Cultura

24/12/2020 | domtotal.com

Foguetes na noite

Talvez tenha resolvido comemorar, mais uma vez, a eleição do seu cunhado para prefeito de Santa Rita do Cabriolé

Afonso Barroso
Afonso Barroso (Freepik)

Afonso Barroso*

Sou acordado ali pelas três da madrugada com o barulho de um foguetório. Maldigo o autor dos disparos tão fora de hora e fico a pensar o que leva um indivíduo a soltar foguetes a estas altas horas, sem o menor respeito ao sono do próximo. E olha que não sou tão próximo, fico a uns bons duzentos metros de onde saíram os estampidos.

Imagino que o homem, naquela noite em que perdeu o sono, talvez tenha zapeado a internet no celular e soube de uma notícia alvissareira: a morte de um credor, um agiota que lhe emprestou dinheiro e o ameaçava até de morte se não pagasse no dia marcado. Achando que o desaparecimento do usurário merecesse alguns foguetes, saiu da cama e soltou-os pela janela com votos de que o credor já estivesse ardendo nas profundas dos infernos.
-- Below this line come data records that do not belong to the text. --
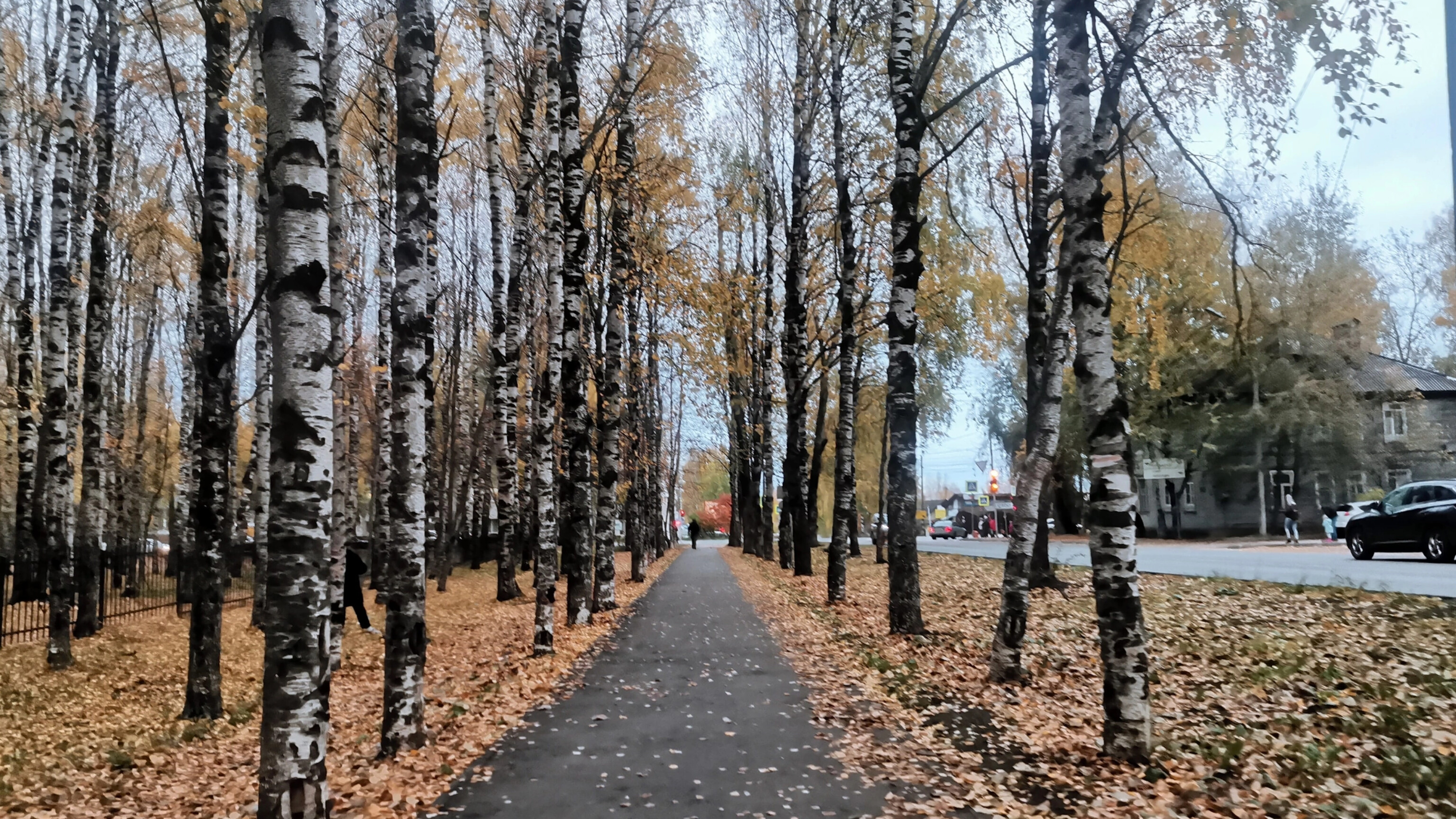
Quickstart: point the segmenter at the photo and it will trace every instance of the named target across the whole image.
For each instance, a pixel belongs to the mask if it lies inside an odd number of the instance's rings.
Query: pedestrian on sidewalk
[[[1284,493],[1284,542],[1299,545],[1299,506],[1293,493]]]
[[[379,630],[368,624],[368,611],[364,609],[364,590],[360,587],[360,577],[368,573],[368,564],[354,549],[344,549],[344,608],[354,609],[354,618],[360,621],[360,628],[370,634]]]

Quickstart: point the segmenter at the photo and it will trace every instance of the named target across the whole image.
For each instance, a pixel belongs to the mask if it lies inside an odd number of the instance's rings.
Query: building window
[[[1386,402],[1382,405],[1385,415],[1385,440],[1401,440],[1405,437],[1405,404]]]
[[[1345,478],[1345,493],[1350,495],[1350,500],[1358,498],[1367,488],[1370,488],[1370,485],[1366,482],[1364,472],[1351,472],[1350,477]]]

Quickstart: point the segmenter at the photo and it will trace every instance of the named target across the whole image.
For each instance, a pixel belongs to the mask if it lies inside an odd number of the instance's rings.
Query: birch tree
[[[198,265],[198,315],[202,325],[198,379],[197,497],[191,504],[192,586],[188,631],[188,685],[182,718],[215,720],[223,716],[223,583],[224,555],[232,551],[233,526],[227,514],[232,481],[229,452],[233,440],[233,321],[229,312],[227,191],[232,165],[227,156],[227,98],[233,82],[233,29],[220,1],[201,4],[204,54],[202,208]]]
[[[42,382],[45,402],[41,408],[39,462],[44,466],[41,520],[44,522],[47,583],[50,596],[50,638],[45,662],[54,669],[71,665],[71,593],[74,565],[67,520],[71,507],[73,472],[70,463],[67,358],[70,310],[76,283],[71,281],[68,240],[71,227],[71,184],[79,147],[76,109],[82,87],[82,36],[86,10],[80,0],[70,1],[66,19],[66,73],[61,77],[60,115],[55,127],[55,171],[51,175],[51,251],[47,264],[51,294],[45,316],[45,357]]]
[[[264,605],[259,819],[329,815],[329,171],[323,20],[265,0],[272,446]]]
[[[556,3],[542,4],[546,31],[546,154],[543,197],[546,222],[546,367],[536,379],[536,628],[531,651],[556,651],[556,392],[562,386],[562,138],[561,29]],[[565,493],[563,493],[565,494]]]
[[[96,6],[96,187],[92,195],[90,277],[86,286],[86,370],[82,382],[82,506],[76,519],[77,586],[80,587],[76,637],[89,637],[100,627],[102,538],[106,528],[106,472],[115,468],[105,447],[108,329],[112,324],[114,283],[111,273],[111,192],[116,146],[116,67],[121,57],[121,25],[112,0]],[[79,248],[77,248],[79,252]],[[124,325],[122,325],[124,326]]]
[[[990,678],[1009,682],[1025,676],[1021,644],[1026,635],[1032,548],[1045,526],[1042,493],[1061,439],[1061,380],[1067,353],[1069,278],[1060,275],[1056,303],[1047,305],[1047,265],[1051,249],[1051,131],[1047,127],[1047,7],[1034,0],[1031,13],[1031,146],[1026,191],[1026,456],[1016,475],[1016,513],[1006,548],[1002,611],[992,643]],[[1070,275],[1070,271],[1067,271]]]
[[[268,89],[262,61],[262,17],[250,20],[252,44],[248,50],[253,79],[253,105],[266,111]],[[268,589],[268,500],[272,485],[272,322],[268,321],[268,122],[253,130],[253,157],[258,175],[253,184],[253,299],[258,321],[253,324],[253,628],[264,627]]]
[[[1121,125],[1123,80],[1131,71],[1136,47],[1147,36],[1152,0],[1139,0],[1123,48],[1102,74],[1102,96],[1093,117],[1092,54],[1088,0],[1054,0],[1051,25],[1057,38],[1057,109],[1061,165],[1061,248],[1059,268],[1072,287],[1076,329],[1077,398],[1088,431],[1088,548],[1102,648],[1102,749],[1115,759],[1142,759],[1152,742],[1147,634],[1139,595],[1134,526],[1137,494],[1127,462],[1127,401],[1112,360],[1111,271],[1102,211],[1107,192],[1107,150]]]
[[[587,0],[566,0],[561,32],[561,147],[562,258],[561,398],[562,442],[566,449],[566,487],[562,494],[562,561],[566,568],[566,622],[591,622],[591,430],[587,410],[587,360],[582,350],[587,255],[587,146],[581,138],[581,29]]]
[[[546,32],[537,26],[533,51],[545,50]],[[521,516],[515,498],[517,452],[515,452],[515,408],[520,404],[520,358],[521,358],[521,290],[526,275],[526,256],[530,242],[530,216],[534,201],[534,169],[531,156],[536,144],[536,103],[545,83],[543,67],[533,63],[521,89],[520,128],[517,131],[517,185],[515,211],[511,220],[511,251],[507,281],[496,283],[495,303],[491,319],[491,360],[495,386],[495,481],[496,514],[501,529],[501,554],[496,561],[495,599],[511,600],[521,596],[515,583],[517,555],[520,554]],[[504,219],[502,219],[504,222]],[[492,239],[494,242],[494,239]],[[492,249],[494,254],[494,249]],[[504,299],[502,299],[504,296]]]
[[[425,743],[425,418],[434,412],[430,341],[434,337],[437,216],[431,185],[435,152],[435,15],[431,0],[399,0],[395,98],[395,294],[387,612],[384,618],[384,723],[380,753]]]
[[[830,117],[834,172],[834,223],[839,229],[839,421],[834,426],[834,517],[828,545],[828,602],[844,599],[844,563],[855,538],[855,401],[859,337],[855,329],[855,284],[859,246],[855,239],[853,201],[849,195],[844,147],[844,60],[852,36],[842,31],[840,0],[830,0]],[[852,31],[852,29],[850,29]],[[828,377],[826,373],[824,377]]]

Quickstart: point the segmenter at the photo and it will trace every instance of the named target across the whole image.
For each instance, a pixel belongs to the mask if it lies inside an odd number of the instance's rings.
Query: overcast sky
[[[1452,203],[1444,10],[1440,0],[1409,0],[1401,16],[1414,38],[1408,44],[1408,63],[1395,66],[1390,60],[1377,71],[1382,82],[1402,86],[1380,105],[1377,115],[1386,121],[1361,128],[1357,138],[1340,138],[1331,92],[1316,79],[1296,109],[1297,128],[1280,141],[1281,156],[1275,165],[1290,188],[1313,166],[1316,156],[1341,169],[1360,203],[1358,233],[1366,240],[1390,229],[1421,235],[1431,217]],[[990,446],[977,418],[976,392],[973,386],[962,395],[957,423],[946,437],[922,449],[927,490],[938,482],[964,487],[965,481],[978,481],[986,485],[977,461],[990,458]],[[1005,475],[1005,453],[997,453],[996,461]]]

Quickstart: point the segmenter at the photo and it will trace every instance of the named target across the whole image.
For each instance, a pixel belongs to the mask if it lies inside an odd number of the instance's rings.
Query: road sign
[[[1182,478],[1185,475],[1184,462],[1178,458],[1144,458],[1143,479],[1160,481],[1168,478]]]

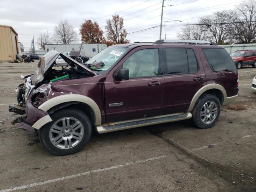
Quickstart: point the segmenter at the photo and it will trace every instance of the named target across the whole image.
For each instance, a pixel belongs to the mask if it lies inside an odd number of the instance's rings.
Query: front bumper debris
[[[9,112],[13,112],[19,115],[24,115],[26,114],[26,108],[20,105],[16,104],[10,105],[9,106]]]

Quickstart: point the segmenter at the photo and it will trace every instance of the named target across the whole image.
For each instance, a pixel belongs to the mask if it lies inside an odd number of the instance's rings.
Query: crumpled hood
[[[32,77],[32,83],[34,85],[42,81],[44,78],[44,74],[53,66],[58,57],[60,56],[64,60],[71,66],[80,66],[94,75],[96,74],[90,69],[81,64],[71,57],[54,50],[51,50],[44,55],[39,60],[38,68],[36,70]]]

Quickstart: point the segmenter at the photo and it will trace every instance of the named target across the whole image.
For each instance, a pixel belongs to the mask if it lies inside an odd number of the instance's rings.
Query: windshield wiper
[[[100,67],[104,67],[105,66],[105,64],[102,61],[100,61],[100,62],[98,62],[95,64],[92,64],[91,63],[85,63],[84,64],[89,68],[90,68],[92,66],[93,66],[94,67],[96,67],[97,69],[101,69],[101,68],[100,68]]]

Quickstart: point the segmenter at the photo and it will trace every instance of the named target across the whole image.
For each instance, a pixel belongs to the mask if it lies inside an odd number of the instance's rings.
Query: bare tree
[[[127,32],[124,28],[124,19],[118,15],[112,16],[112,19],[106,21],[105,27],[107,40],[112,44],[127,43],[130,41],[126,39]]]
[[[209,30],[199,23],[198,25],[187,25],[182,27],[181,31],[177,33],[178,38],[189,40],[206,40],[209,39]]]
[[[232,41],[231,32],[234,26],[230,23],[235,21],[234,15],[231,10],[217,11],[202,18],[200,23],[204,24],[204,28],[210,32],[212,40],[218,44],[223,44]]]
[[[37,44],[41,49],[44,49],[44,45],[52,43],[52,38],[49,37],[47,34],[41,33],[37,39]]]
[[[67,20],[60,21],[54,27],[54,38],[57,43],[69,44],[76,37],[76,32]]]
[[[234,24],[234,38],[236,42],[250,43],[255,40],[256,36],[256,0],[248,0],[236,6],[236,19]]]

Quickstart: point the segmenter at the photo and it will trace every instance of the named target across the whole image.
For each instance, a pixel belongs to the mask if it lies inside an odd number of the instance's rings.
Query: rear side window
[[[250,53],[249,52],[247,52],[245,54],[245,57],[250,57]]]
[[[221,48],[203,49],[208,62],[214,71],[236,70],[236,68],[225,49]]]
[[[198,70],[197,61],[192,49],[166,48],[167,74],[194,73]]]

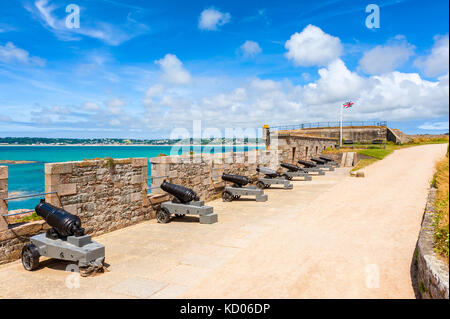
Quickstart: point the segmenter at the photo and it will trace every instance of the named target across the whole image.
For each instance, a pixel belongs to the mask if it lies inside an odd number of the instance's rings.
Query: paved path
[[[144,222],[96,238],[109,272],[76,280],[66,263],[0,266],[0,298],[414,298],[410,264],[434,163],[446,145],[339,168],[269,201],[209,203],[219,223]]]

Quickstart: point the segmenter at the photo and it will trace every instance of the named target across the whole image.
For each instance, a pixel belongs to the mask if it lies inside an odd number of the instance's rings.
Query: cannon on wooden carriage
[[[311,157],[311,160],[314,161],[318,168],[334,171],[334,167],[331,164],[328,164],[326,160],[318,158],[318,157]]]
[[[192,189],[166,181],[163,181],[160,187],[171,194],[173,199],[161,204],[161,208],[156,212],[158,223],[168,223],[172,215],[198,215],[200,224],[217,223],[217,214],[214,214],[213,208],[206,206]]]
[[[317,167],[317,164],[314,162],[298,160],[297,163],[303,165],[302,169],[308,174],[317,173],[318,175],[325,175],[325,172]]]
[[[303,177],[303,180],[310,181],[312,177],[303,168],[289,163],[281,163],[281,167],[286,168],[287,171],[282,174],[287,180],[292,180],[294,177]]]
[[[224,202],[231,202],[241,198],[241,196],[255,196],[257,202],[267,201],[267,195],[264,194],[263,189],[253,185],[246,186],[251,182],[246,176],[223,174],[222,180],[232,183],[232,186],[225,186],[222,193]]]
[[[264,177],[258,177],[256,182],[256,187],[259,189],[269,188],[272,184],[283,185],[284,189],[292,189],[294,186],[289,182],[289,180],[282,177],[273,169],[267,167],[257,167],[256,171],[264,174]]]
[[[37,269],[39,258],[43,256],[76,262],[82,276],[103,271],[105,246],[85,234],[78,216],[44,199],[35,211],[51,228],[46,233],[31,237],[30,243],[22,249],[22,264],[26,270]]]
[[[335,167],[339,166],[339,164],[329,156],[319,155],[319,158],[321,160],[324,160],[328,165],[335,166]]]

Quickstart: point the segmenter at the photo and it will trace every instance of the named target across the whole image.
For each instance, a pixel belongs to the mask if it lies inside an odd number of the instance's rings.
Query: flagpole
[[[342,109],[343,106],[339,105],[340,109],[341,109],[341,129],[340,129],[340,134],[339,134],[339,146],[342,147]]]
Mas pode haver motivo menos fúnebre. Quem sabe leu a relação dos aprovados no Enem e viu ali o nome do seu filho. Finalmente, o preguiçoso conseguiu. Graças a Deus. Para agradecer ao Criador, vou quebrar o silêncio da noite com alguns foguetes e mostrar ao mundo minha alegria neste momento vitorioso.

Talvez tenha resolvido comemorar, mais uma vez, a eleição do seu cunhado para prefeito de Santa Rita de não sei o quê, cidadezinha do interior de não sei onde. Sobraram algumas bombas e é preciso detoná-las, assim como o cunhado detonou uma oligarquia no pequeno município dos confins desta nação continental.

Pode ser também que tenha ouvido latidos da sua cadelinha vira-lata, mistura de pequenez com fox-paulista, e quando foi ver ela tinha parido três filhotes do seu relacionamento com o basset charmoso, de latido erótico, que um amigo levara um dia ao seu apartamento e esquecera por instantes em companhia da cachorrinha no cio. O nascimento dos rebentos caninos merecia fogos, e nosso amigo não teve dúvida: soltou-os, desvirginando a madrugada.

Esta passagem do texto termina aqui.